Charbon des Moutons, Médecine vétérinaire. Cette maladie est enzootique, & paroît particulière aux moutons & aux brebis de certaines provinces, telles que la Provence, le Languedoc & le Roussillon.

Elle est quelquefois compliquée avec la clavelée, (Voyez ce mot) ce qui la rend presque toujours mortelle. Elle se manifeste d’abord sur ces animaux, aux parties dénuées de laine, telles que le ventre, l’intérieur des cuisses, des épaules, au col & sur les mamelles, par un gros bouton dur & âpre, dont le centre est noir, qui fait bientôt des progrès sensibles, & parvient à la grandeur d’un écu de six livres, & même plus.

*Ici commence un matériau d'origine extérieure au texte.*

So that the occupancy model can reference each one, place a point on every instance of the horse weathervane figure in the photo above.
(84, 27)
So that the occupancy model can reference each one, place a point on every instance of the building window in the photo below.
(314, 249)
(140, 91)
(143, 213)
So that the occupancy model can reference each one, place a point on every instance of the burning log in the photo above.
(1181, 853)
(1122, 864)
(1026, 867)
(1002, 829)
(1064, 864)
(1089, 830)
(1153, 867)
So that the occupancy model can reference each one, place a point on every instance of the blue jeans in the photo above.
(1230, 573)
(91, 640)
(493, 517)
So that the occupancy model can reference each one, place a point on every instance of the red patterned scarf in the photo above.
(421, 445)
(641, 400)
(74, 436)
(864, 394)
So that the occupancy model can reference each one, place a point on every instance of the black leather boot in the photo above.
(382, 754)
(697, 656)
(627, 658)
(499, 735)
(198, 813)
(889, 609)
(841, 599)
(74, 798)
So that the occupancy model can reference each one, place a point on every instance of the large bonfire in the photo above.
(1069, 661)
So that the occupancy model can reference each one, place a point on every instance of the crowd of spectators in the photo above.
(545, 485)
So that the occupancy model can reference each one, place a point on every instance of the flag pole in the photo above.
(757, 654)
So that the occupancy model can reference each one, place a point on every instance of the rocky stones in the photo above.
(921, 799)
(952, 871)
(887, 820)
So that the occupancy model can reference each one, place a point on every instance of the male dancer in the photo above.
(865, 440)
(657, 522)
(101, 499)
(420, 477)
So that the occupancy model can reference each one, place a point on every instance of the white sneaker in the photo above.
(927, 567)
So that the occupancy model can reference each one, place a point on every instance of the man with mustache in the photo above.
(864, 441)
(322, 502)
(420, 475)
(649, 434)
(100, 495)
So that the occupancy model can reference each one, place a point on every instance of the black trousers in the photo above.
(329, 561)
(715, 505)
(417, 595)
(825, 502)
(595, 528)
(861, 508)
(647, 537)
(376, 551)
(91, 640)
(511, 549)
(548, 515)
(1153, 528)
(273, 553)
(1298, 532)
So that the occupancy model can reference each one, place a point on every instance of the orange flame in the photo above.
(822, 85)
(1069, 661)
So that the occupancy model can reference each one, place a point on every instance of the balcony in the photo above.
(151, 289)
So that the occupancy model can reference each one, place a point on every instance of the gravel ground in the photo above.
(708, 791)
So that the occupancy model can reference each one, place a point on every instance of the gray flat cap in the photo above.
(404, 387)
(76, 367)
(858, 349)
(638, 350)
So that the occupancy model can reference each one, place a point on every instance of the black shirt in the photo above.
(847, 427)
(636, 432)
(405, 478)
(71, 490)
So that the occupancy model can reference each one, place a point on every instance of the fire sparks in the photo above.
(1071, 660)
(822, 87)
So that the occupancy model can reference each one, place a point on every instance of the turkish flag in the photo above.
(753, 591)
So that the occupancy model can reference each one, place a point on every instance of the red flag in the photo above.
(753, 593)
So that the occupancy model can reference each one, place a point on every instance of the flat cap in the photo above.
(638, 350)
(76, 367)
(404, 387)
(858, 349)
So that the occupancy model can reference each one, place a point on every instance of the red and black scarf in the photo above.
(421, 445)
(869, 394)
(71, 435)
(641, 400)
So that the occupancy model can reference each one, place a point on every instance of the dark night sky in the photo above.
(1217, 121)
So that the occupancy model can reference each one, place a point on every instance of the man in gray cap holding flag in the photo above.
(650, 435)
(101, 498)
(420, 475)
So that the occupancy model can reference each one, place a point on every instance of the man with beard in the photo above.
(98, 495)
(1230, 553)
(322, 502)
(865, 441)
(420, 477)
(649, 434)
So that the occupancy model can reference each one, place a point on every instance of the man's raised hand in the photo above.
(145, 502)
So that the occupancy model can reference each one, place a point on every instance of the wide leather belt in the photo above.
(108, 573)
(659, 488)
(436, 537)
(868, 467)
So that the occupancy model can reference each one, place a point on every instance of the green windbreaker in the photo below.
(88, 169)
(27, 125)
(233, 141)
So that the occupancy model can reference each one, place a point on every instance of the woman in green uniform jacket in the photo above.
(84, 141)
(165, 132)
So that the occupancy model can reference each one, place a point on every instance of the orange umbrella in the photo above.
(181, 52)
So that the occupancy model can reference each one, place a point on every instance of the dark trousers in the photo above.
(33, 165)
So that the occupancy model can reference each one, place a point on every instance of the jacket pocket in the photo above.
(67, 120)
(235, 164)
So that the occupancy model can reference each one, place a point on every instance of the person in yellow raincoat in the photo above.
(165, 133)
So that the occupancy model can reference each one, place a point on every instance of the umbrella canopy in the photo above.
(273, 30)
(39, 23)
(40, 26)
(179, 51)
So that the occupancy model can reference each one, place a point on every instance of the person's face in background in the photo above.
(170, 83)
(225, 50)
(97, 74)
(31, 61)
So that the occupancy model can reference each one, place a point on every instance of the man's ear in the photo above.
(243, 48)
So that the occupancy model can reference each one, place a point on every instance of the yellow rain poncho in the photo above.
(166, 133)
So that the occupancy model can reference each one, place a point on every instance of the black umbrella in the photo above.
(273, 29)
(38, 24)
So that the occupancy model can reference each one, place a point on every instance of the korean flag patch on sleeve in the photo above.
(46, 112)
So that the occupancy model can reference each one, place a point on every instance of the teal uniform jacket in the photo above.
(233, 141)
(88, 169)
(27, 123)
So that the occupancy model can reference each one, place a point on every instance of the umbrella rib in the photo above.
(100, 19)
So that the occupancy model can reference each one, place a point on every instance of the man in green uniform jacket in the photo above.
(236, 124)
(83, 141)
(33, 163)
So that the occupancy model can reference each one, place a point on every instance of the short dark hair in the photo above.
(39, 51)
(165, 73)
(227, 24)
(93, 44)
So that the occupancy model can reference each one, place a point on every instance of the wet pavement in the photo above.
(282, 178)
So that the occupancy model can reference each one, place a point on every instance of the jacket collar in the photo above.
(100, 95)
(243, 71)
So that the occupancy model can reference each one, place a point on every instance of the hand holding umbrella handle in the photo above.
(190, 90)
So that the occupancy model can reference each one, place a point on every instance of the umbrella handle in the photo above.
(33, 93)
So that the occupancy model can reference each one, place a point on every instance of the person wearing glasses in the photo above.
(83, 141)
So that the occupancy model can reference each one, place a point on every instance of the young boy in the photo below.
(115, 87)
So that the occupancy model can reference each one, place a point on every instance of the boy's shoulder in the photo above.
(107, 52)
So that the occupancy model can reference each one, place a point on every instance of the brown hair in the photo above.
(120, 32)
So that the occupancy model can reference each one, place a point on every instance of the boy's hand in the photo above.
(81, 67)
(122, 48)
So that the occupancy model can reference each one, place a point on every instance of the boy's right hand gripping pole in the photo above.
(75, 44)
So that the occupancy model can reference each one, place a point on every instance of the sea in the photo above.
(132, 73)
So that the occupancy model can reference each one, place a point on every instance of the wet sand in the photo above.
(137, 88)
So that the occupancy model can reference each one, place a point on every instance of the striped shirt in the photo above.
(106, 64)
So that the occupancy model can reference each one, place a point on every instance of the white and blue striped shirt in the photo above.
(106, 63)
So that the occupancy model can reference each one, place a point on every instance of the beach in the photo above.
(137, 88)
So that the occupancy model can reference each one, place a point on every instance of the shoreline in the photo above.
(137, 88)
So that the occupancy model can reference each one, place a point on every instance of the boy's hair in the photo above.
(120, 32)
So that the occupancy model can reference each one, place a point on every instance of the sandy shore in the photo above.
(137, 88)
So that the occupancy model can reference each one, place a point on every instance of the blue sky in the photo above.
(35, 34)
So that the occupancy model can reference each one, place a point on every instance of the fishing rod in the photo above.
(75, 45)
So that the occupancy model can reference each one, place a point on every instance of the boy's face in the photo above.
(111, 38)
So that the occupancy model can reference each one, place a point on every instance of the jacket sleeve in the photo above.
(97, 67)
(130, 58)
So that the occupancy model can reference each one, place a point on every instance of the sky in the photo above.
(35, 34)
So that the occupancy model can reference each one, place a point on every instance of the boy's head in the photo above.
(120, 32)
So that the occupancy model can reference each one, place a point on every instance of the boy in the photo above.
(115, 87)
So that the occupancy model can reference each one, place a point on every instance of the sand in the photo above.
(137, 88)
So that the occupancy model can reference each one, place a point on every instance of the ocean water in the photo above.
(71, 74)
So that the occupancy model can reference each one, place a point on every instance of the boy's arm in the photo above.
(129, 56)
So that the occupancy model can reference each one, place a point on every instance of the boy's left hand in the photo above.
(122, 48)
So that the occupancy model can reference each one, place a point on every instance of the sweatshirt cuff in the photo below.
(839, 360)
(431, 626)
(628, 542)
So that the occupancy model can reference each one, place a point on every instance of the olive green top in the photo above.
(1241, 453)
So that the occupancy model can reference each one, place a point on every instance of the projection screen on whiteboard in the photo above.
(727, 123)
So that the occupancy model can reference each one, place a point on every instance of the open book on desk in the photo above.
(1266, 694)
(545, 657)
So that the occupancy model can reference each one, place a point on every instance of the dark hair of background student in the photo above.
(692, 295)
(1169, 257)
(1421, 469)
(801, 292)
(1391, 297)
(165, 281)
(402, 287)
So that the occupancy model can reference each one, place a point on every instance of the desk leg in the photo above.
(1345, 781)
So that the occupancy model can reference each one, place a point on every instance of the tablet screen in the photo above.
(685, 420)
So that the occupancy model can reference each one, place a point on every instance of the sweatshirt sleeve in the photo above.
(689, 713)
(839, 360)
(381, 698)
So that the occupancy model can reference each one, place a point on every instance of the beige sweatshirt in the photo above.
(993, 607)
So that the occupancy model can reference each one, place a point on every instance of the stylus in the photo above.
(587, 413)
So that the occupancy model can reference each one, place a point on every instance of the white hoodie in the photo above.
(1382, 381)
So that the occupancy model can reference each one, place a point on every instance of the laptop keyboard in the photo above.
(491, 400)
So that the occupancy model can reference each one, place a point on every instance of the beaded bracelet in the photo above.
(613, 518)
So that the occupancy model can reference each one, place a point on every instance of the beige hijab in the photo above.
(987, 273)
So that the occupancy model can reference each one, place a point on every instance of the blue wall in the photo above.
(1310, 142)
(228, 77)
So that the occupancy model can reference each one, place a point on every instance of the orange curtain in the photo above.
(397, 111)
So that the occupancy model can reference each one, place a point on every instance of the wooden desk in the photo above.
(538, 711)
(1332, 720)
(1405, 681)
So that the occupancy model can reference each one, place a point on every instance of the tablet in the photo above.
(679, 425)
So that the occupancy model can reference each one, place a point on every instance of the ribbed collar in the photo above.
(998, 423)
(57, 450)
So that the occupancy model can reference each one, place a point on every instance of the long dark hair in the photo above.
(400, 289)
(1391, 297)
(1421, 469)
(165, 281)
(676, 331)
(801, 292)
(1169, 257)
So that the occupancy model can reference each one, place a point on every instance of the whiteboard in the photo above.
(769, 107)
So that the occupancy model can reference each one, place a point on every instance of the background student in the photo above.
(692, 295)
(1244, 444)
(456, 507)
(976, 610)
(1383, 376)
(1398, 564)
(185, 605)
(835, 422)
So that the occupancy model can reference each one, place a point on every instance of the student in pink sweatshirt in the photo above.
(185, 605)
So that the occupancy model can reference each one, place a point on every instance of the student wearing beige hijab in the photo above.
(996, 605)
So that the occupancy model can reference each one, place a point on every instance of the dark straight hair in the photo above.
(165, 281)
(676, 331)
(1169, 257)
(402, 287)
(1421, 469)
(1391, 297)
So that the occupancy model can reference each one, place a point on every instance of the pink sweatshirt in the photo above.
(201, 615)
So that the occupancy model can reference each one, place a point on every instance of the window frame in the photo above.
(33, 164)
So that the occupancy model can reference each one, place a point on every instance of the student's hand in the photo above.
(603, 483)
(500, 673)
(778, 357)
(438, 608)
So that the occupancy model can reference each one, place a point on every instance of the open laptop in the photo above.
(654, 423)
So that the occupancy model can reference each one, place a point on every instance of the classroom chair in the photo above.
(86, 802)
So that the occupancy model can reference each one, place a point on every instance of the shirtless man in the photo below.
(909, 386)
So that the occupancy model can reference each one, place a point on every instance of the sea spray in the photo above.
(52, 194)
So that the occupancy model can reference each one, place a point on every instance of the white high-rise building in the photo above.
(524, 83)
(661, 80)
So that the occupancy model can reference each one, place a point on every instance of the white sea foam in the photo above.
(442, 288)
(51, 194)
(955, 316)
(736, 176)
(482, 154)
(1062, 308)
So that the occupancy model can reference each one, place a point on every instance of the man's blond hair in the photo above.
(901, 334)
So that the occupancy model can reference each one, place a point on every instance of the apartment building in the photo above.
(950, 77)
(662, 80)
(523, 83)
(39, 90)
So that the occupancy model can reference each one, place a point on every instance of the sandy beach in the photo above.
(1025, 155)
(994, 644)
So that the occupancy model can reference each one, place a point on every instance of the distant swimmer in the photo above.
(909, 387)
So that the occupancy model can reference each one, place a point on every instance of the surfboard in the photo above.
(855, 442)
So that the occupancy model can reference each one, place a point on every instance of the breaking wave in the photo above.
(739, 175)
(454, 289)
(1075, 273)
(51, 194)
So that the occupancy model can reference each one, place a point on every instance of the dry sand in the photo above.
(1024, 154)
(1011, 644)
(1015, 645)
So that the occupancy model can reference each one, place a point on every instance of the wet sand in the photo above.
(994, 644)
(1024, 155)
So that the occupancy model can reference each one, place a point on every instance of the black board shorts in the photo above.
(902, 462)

Vers le milieu, & tout autour de cette tumeur enflammée, il s’élève des vessies remplies d’une sérosité âcre, caustique, qui, en coulant, fait l’effet d’un corrosif sur les tégumens, & communique le mal aux parties voisines ; quelquefois les environs de cette tumeur sont de couleur livide, & donnent des marques visibles de la gangrène. Ce mal est toujours contagieux parmi les moutons, & rarement il est sans fièvre ; le plus souvent il en est accompagné, & lorsque cela arrive, l’animal est abattu, dégoûté, ne rumine plus, & meurt quelquefois le second jour ; la mort arrive surtout lorsque le charbon s’affaisse tout à coup, ou qu’il fait des ravages dans l’intérieur de l’animal.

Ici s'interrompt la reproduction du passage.